Considering how to have ideas
My need is to self-actualise.
I value learning, connection and growth.
I read, to have new ideas.
I write, to clarify those ideas and learn what I don’t know.
And often (as now) I get stuck on “which tool would be perfect for this”.
I need a system that provides feedback and presents new ideas.

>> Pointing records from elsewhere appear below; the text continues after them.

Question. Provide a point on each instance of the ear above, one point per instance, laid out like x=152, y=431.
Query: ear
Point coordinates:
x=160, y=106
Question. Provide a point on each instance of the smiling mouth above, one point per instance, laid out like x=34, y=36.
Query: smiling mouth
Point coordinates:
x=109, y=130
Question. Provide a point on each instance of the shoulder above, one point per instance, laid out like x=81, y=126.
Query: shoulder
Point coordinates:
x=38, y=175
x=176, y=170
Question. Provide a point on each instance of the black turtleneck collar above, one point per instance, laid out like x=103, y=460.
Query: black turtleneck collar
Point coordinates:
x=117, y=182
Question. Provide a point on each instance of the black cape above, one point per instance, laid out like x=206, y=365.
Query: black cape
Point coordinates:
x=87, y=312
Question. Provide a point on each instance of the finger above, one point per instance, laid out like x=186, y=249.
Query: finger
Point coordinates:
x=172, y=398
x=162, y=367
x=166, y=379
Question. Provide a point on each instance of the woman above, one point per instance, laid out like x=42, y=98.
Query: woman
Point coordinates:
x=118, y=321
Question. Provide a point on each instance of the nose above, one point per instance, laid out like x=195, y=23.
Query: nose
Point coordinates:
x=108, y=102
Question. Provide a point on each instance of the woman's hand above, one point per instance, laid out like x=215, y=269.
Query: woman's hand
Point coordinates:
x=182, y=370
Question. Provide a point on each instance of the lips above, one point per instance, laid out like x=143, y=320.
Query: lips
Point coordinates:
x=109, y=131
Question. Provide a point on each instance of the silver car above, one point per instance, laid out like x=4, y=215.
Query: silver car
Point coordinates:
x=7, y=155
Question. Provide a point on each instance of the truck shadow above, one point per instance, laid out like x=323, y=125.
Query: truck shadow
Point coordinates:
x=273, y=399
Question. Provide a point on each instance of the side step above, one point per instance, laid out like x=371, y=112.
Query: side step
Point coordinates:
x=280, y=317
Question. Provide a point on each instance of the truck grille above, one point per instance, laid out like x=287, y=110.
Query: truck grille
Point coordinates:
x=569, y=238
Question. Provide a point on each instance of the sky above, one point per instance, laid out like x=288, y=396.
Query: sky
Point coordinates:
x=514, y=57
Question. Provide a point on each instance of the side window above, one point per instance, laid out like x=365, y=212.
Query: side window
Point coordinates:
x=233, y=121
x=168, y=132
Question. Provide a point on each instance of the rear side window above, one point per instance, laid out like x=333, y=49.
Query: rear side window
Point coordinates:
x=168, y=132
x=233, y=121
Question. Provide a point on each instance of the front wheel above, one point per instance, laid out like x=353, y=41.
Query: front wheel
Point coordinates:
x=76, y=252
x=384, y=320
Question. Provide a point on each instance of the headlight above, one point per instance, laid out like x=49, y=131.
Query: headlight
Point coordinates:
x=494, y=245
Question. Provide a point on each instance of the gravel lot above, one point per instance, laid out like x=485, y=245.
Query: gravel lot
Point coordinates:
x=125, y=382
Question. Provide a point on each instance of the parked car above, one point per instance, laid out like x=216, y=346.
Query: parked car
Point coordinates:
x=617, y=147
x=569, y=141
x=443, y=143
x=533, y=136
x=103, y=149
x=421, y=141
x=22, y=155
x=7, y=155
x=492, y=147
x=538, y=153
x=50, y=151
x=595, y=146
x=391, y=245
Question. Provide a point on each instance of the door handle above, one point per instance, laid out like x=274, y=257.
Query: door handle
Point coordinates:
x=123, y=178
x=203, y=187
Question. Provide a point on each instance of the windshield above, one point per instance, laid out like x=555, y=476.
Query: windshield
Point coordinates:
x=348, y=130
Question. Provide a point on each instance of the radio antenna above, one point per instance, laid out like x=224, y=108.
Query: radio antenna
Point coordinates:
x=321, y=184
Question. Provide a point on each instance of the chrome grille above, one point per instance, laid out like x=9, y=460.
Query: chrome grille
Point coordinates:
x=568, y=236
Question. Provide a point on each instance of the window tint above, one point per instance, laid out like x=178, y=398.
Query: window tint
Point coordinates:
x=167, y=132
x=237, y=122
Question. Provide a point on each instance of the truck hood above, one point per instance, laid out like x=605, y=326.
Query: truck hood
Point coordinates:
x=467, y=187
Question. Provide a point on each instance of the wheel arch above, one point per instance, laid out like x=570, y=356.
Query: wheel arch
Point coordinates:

Especially if I gaze at my thoughts in a new context.
Roam is where it’s at right now.
It has these features, that I want:
- There is power in the connections between ideas, and that has to become a first-class citizen in the second-brain.
- Enabling serendipity, through linking and showing you what could be connected.
It’s the shiny new tool that is distracting me from doing the reading I want, and the writing I want.
Today, I am letting go of the shiny new toy and going back to the simplest thing that could possibly work: A WikiWord system that -
- Has #hashtags for contexts I want to index on
- Has WikiWord ideas as single files
- Pulled together with a
brain.md
file
This is an idea from Pragmatic Thinking and Learning that I didn’t quite appreciate until earlier this year.
I’ll grow this brain.md
of mine over time. It may want to migrate to Roam someday.
This is what I like about brain.md
:
- As with the index cards I carry around, one file being one idea feels good
- It allows for refactoring (moving around) of ideas over time
- Having #tags may give me a little bit of serendipity
- It’s portable, in all the senses of that word
- It’s importable, into shiny-new-toy in the future
Also this: It allows me to get on with it, and read and write more.
PS For the geeks (especially Emacs geeks), you can implement your own WikiWord system in 10 lines.